Ex Government Austerity Minister Sir Peregrine Partridge-Greenwelly has been sectioned under the Mental Health Act of 1983. Sir PG will undergo re-training at a psychiatric hospital in West London following a speech he made in Parliament on Thursday morning when he demanded that the practice of allowing the Bank of England to charge interest on money it prints 'from thin air' needed to be brought to a halt immediately if Britain was to ever get out of debt.

During the speech Sir Peregrine accused the Prime Minister of, 'knowing full well that the current system ensures there's never enough money in circulation for that to be achieved.'

MP's from both sides of the House were seen to stick thumbs in their ears as Sir Peregrine continued.

'It's a cruel system and a totally unnecessary one,' continued Sir Peregrine. 'The Bank of England creates money out of thin air then demands that the British taxpayer pays it back with interest,' he said.

Pointing an accusing finger at the Prime Minister Sir PG then asked, 'How can there ever be enough money in circulation to achieve it with this system? It means even more money from that bank's printing press has to be borrowed in order to pay off the instalments, adding even more interest to the bill. Taxpayers are not only being mugged, they're also being treated as mugs. The only way the debt could ever be repaid would be to allow everyone to do the same as the Bank of England and create it out of thin air as well. Why is it illegal for members of the public to print off their own tenners and fifties but perfectly legal for the Bank of England to do so? Why is it a criminal offence in this country for people to free themselves from debt by printing their own money? In short, what's going on Prime Minister?'

Refusing a demand from The Speaker to, 'sit down and shut up,' Sir PG continued, 'This current malarkey is parasitic. Who are the parasites who are receiving all that interest? Reveal to this House immediately their names so that we will all know who these parasites are.'

Despite the thumbs in ears the Prime Minister had clearly heard Sir PG's requests. Shaking his head from side to side the Prime Minister clearly indicated to Sir PG that he had no intention of revealing the names of the Bank of England's 'nominees'.

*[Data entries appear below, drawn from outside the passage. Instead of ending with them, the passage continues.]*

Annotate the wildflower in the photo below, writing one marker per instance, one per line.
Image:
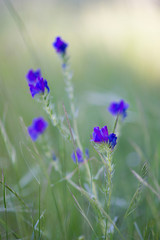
(120, 108)
(60, 45)
(38, 126)
(36, 83)
(33, 75)
(112, 140)
(87, 153)
(79, 155)
(101, 136)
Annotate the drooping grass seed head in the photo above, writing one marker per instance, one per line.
(37, 128)
(118, 108)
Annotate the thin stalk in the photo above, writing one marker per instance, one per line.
(115, 124)
(5, 205)
(39, 229)
(70, 90)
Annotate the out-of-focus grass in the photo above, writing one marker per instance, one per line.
(114, 55)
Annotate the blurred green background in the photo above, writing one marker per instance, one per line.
(114, 49)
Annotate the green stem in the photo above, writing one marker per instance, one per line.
(70, 90)
(115, 124)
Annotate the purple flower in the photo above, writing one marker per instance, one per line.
(36, 83)
(120, 108)
(87, 153)
(38, 126)
(79, 156)
(112, 140)
(101, 136)
(33, 75)
(60, 45)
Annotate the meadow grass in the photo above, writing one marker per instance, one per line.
(39, 199)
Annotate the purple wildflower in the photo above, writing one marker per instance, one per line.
(36, 83)
(60, 45)
(79, 156)
(120, 108)
(33, 75)
(38, 126)
(112, 140)
(87, 153)
(101, 136)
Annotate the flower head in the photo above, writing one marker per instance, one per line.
(38, 126)
(60, 45)
(36, 83)
(112, 140)
(101, 136)
(120, 108)
(33, 75)
(79, 155)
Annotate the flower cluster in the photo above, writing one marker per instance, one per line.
(78, 157)
(36, 83)
(38, 126)
(60, 46)
(101, 136)
(118, 108)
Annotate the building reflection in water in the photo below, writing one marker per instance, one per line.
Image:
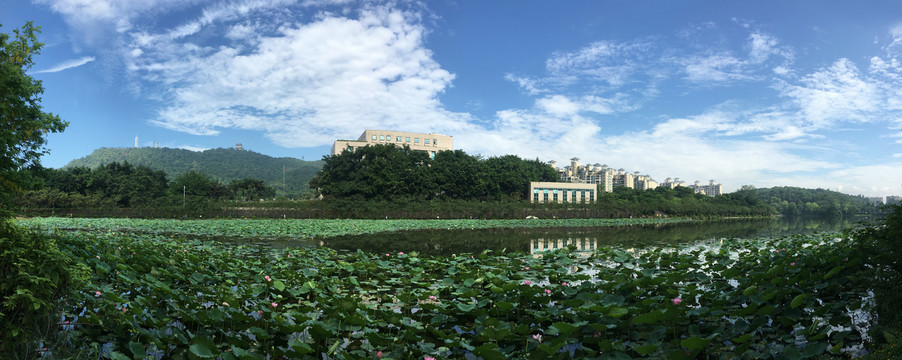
(540, 245)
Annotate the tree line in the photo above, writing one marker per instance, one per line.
(123, 185)
(389, 173)
(288, 176)
(455, 184)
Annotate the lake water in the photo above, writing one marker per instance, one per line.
(446, 242)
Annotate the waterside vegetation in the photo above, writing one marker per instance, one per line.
(154, 296)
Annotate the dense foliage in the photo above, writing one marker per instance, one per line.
(23, 122)
(116, 185)
(814, 202)
(309, 228)
(387, 172)
(162, 297)
(884, 244)
(223, 165)
(34, 273)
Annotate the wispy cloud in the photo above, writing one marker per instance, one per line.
(67, 65)
(305, 84)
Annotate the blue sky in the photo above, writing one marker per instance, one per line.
(765, 93)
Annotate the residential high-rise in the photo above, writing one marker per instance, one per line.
(431, 143)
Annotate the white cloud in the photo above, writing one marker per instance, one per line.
(67, 65)
(836, 94)
(714, 68)
(308, 84)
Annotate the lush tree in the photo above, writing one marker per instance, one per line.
(25, 125)
(458, 175)
(196, 183)
(387, 172)
(250, 189)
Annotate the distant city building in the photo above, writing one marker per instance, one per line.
(875, 200)
(711, 189)
(430, 143)
(559, 192)
(673, 183)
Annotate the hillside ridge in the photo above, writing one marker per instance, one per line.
(223, 164)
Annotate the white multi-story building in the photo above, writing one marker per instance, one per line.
(561, 192)
(711, 189)
(430, 143)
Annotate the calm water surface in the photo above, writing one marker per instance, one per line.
(446, 242)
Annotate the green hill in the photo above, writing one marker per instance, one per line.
(789, 200)
(224, 165)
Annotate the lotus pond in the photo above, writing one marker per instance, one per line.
(162, 293)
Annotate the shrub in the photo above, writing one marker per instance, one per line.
(34, 276)
(883, 244)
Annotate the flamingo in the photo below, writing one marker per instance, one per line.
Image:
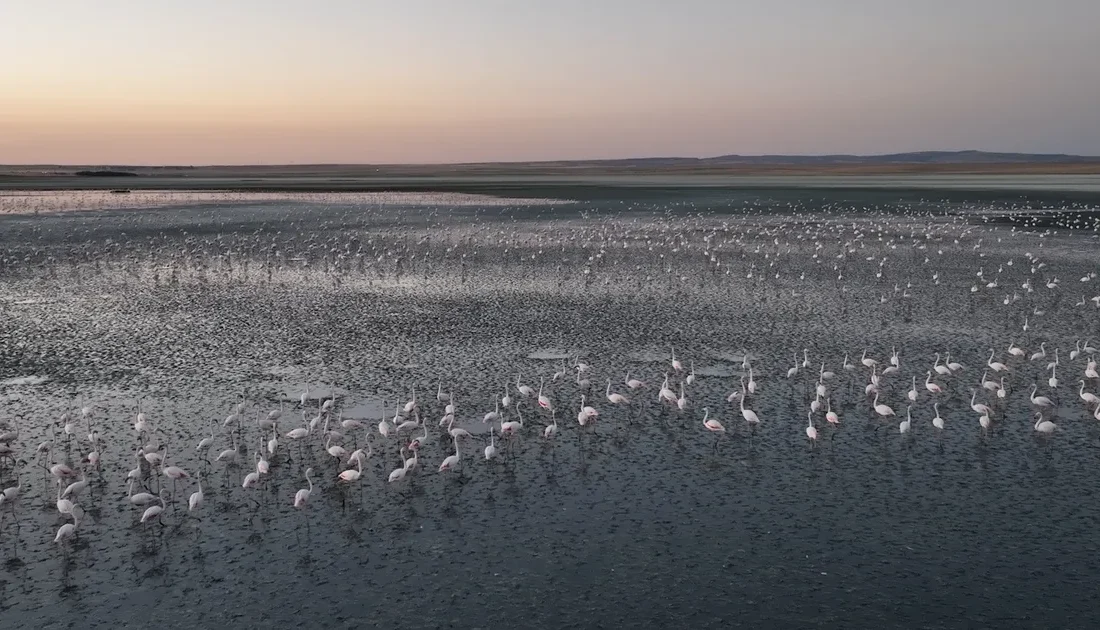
(543, 401)
(749, 415)
(1040, 400)
(811, 430)
(452, 461)
(68, 530)
(932, 386)
(882, 410)
(711, 424)
(195, 501)
(303, 496)
(524, 389)
(491, 450)
(551, 429)
(937, 421)
(1044, 427)
(996, 366)
(1088, 397)
(154, 511)
(353, 475)
(513, 427)
(941, 369)
(904, 426)
(615, 398)
(978, 407)
(829, 415)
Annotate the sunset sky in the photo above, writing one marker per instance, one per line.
(273, 81)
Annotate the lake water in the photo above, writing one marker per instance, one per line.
(640, 518)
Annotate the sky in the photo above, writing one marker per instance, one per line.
(296, 81)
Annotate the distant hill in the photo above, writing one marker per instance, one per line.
(835, 159)
(914, 157)
(354, 176)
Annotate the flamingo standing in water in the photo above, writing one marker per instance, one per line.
(615, 398)
(303, 496)
(811, 430)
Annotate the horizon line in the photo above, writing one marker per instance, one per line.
(562, 161)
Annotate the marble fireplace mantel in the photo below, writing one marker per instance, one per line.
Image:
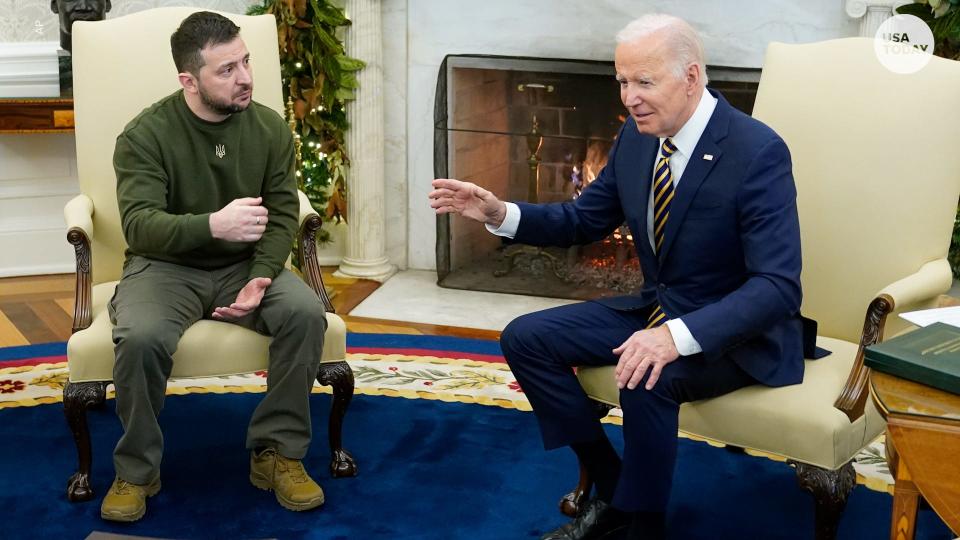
(392, 130)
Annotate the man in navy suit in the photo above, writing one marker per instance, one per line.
(708, 194)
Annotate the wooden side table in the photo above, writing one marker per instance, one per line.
(923, 445)
(36, 115)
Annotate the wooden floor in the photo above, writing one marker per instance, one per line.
(39, 309)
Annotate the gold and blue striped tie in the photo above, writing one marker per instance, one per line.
(662, 197)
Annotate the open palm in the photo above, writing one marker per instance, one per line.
(467, 199)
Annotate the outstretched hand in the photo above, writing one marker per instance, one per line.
(467, 199)
(247, 300)
(644, 350)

Sir PG was then silenced by Chancellor George Osborne who grasbbed him by the neck and pushed a handkerchief into Sir PG's mouth holding it in place until police arrived who then quickly removed the ex-Austerity Minister from the House.

Thursday's outburst will not bring any immediate stripping of the ex-Minister's knighthood. A spokesman for Buckingham Palace, reading from a statement, said today,

'Her Majesty the Queen wishes it to be known her main concern at this time is that her subject, Mr Partridge-Greenwelly receives appropriate treatment. Her Majesty sincerely hopes he will respond positively to the electric shock treatment he will be receiving during his stay at the hospital's re-training unit.'

The funny story above is a satire or parody. It is entirely fictitious.